Walking with my friend last May, in Wanfujing, major Beijing shopping district, (perhaps WanFUjing means lucky shopping) I was captivated by this billboard for some Chinese medicine:

And this design, in the sidewalk around West Lake in Hangzhou, gave me pause during my stroll.
I've always felt lucky, safe and healthy when I find these images.

Friday, September 3, 2010

Always Another Side


The other half of this perfect arc of a rainbow can be found over on the Yin Side. I actually stopped my car on the freeway Sept. 1 to take this shot, it was such a nice positive thing to see first thing in the morning. Half-and-half pictures because I don't have a wide angle lens on my little Casio Exilim, which for nearly five years has been faithfully doing duty not only for the everyday snapshots like this, but also on travel to the U.S. Mainland and China, at weddings and funerals, the ordination of an RC Bishop and the destruction of a sand mandala by Buddhist monks, recording my teacher's Chinese painting demonstrations and my own feeble efforts. The pocket digital workhorse is looking kind of beat up, but after all this time I am pretty adept with its controls. Only 5.0 megapixels, it seems obsolete, but, like my 20-year-old car, it still goes the distance. It does the one job it was designed for: no phone calls, no internet access, no calendar, just photography.

I only hope to become so adept with my new car radio...will it take four years? After I shot the rainbow, I managed to tune to the local NPR outlet to hear some news, some things to think about.

I learned from someone who runs some kind of "senior" home health care service that 7 out of 10 deaths in the growing population of folks 60+ are ultimately due to falls. I haven't been aware of being in such a demographic since the last time I was thought to be a "senior," the 45th anniversary of which condition is coming up next month. I won't make the high school reunion on the East Coast, but I have been thinking much about those of us on the leading edge of the Big Boom. I was so excited then to be a "senior," ascending the side of the rainbow leading to a wide open future; how quickly we reach the zenith and slide down the other. This melancholy thinking does remind me that I must step up my qigong exercises, one movement of which is called "past the rainbow." Qigong does promote balance, which I can always use more of, and thus, prevent falls.

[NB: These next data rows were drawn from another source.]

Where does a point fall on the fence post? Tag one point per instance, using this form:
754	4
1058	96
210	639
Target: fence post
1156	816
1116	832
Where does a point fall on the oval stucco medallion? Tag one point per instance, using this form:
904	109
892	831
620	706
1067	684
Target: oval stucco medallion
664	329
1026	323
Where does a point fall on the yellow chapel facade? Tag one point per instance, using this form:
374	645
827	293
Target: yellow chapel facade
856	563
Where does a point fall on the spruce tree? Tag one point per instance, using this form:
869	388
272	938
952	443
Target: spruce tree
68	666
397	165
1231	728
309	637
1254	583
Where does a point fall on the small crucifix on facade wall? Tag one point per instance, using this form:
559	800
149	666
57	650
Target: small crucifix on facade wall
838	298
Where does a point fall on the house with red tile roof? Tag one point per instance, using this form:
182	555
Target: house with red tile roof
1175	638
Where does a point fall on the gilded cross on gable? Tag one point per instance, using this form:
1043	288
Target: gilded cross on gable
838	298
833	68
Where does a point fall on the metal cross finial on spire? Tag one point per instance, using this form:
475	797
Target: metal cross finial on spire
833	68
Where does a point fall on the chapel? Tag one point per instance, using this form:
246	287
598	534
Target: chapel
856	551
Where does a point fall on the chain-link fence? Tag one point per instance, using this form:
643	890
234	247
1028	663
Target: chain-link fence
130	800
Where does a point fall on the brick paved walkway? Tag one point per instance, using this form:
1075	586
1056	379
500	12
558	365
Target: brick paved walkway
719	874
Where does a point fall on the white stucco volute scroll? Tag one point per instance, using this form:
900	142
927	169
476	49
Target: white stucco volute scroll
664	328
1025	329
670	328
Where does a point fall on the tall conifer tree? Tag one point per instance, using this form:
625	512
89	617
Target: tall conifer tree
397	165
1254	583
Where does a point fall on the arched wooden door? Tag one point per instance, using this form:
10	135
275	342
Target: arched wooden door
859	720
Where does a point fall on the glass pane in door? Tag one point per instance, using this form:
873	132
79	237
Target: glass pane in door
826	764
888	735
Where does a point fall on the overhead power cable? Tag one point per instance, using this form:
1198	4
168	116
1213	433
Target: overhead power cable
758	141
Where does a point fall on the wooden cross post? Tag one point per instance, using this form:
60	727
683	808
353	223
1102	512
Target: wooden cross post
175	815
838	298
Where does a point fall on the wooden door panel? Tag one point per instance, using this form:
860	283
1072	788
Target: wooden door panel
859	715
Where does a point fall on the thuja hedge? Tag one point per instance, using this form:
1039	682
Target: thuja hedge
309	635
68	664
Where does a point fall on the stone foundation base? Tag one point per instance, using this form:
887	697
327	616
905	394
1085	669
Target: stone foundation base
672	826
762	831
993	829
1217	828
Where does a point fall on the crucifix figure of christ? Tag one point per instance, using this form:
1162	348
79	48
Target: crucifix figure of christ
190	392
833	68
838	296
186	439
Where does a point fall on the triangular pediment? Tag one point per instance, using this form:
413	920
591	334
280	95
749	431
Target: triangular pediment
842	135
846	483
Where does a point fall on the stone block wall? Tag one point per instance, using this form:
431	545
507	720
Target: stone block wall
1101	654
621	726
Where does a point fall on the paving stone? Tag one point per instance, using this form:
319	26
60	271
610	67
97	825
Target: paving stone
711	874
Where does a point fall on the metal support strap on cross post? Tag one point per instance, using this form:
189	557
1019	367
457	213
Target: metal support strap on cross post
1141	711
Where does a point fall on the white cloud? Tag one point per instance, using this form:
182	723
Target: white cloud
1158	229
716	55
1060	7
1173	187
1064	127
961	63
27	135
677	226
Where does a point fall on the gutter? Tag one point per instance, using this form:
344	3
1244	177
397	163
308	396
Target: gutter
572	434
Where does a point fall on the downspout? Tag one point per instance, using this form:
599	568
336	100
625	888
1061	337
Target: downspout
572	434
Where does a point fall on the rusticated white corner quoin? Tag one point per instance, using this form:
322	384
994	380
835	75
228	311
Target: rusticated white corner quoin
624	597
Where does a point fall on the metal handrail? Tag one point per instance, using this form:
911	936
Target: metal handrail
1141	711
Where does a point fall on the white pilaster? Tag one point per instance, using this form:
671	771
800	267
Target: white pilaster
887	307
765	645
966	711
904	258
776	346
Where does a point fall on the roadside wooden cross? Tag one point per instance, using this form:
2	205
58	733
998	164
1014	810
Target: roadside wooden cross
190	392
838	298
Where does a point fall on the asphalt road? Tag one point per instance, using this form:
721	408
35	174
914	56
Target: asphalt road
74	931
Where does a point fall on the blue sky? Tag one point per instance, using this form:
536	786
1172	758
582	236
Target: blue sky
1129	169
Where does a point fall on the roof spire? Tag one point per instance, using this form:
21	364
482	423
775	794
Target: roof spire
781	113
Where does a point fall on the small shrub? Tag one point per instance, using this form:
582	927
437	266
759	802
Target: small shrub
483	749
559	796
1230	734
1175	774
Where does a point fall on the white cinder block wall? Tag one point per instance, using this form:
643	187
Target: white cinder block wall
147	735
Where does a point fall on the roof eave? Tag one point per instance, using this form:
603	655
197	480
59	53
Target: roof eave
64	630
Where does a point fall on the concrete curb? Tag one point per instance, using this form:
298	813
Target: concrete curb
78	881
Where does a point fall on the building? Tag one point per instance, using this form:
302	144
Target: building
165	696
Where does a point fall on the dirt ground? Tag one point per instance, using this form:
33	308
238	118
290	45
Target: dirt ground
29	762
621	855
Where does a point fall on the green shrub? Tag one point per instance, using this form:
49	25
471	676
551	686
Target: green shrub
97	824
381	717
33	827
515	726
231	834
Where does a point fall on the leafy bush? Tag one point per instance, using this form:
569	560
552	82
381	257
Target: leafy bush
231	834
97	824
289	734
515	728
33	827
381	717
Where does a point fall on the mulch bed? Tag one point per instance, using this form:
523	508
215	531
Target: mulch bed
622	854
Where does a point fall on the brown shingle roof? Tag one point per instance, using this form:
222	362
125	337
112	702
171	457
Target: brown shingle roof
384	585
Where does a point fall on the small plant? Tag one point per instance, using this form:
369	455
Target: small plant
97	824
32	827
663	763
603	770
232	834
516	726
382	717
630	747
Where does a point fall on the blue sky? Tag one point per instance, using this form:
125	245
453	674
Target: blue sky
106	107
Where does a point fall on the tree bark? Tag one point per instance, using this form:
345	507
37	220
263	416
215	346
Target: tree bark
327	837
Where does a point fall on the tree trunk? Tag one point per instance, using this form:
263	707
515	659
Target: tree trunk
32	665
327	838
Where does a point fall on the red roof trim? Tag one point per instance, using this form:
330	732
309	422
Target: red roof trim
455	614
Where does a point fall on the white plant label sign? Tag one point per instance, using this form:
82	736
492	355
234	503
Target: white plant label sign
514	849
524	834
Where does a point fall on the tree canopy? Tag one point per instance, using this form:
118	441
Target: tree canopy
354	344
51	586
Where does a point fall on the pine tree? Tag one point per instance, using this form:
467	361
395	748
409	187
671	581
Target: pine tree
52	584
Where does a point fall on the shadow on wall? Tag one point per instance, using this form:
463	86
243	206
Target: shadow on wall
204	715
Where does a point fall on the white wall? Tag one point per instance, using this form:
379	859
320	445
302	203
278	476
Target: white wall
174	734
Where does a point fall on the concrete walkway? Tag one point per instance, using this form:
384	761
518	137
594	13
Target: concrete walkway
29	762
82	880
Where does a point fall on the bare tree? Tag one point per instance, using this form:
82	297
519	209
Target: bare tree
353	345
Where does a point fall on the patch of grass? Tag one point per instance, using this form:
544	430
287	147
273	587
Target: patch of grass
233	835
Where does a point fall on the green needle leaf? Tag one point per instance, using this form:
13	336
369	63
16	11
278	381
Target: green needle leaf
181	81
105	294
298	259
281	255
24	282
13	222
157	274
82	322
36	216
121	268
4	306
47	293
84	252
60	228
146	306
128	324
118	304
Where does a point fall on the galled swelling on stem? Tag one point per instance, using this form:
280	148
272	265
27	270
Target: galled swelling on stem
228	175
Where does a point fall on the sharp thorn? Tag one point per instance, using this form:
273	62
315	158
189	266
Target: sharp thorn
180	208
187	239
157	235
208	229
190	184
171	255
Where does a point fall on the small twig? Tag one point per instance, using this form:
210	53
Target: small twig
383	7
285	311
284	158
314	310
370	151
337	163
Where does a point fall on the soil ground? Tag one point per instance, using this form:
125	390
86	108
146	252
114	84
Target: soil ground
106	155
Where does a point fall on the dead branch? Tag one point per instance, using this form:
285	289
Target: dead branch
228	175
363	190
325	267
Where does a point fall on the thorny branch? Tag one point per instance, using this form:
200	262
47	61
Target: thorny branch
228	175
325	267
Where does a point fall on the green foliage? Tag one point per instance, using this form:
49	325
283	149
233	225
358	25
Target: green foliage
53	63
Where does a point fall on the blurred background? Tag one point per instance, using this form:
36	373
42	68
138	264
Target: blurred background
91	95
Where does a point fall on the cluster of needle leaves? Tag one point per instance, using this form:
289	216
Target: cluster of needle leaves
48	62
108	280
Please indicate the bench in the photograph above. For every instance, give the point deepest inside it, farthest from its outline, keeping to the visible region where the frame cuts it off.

Next news item was about affordable housing in Kaneohe. The state has spent $60 million on affordable studios and 2-bedroom units to rent to qualifying (poor) folks for ~$365-$865 a month. For perspective, my condo maintenance fee (which seems to be financing deforestation in my "woodland" complex) is just in the middle of that range.

As I was contemplating this, the next item had to do with affordable hotels in Makena, a Maui resort neighborhood adjacent to the ultra-pricey Wailea. The Makena development will feature rooms in the "affordable" $200-250 range, a value, I guess, if you can't pay the $400 to $500 nightly costs in Wailea. Such contrasts. I do hope that the folks in the cheap studios in Kaneohe have better manners than some of the Wailea guests. I have a friend who works in a dress shop there who has on more than one occasion found urine in the trash cans in the fitting rooms. Which just suggests that money doesn't buy decency.

After these curious news reports, I turned the radio off (having learned how to do that) to drive in silence (not counting the Miata's purr), contemplating the sun rising from behind the mauka cloud banks. Later that night, I watched the same sun set off my lanai. It gave me a sense of balance.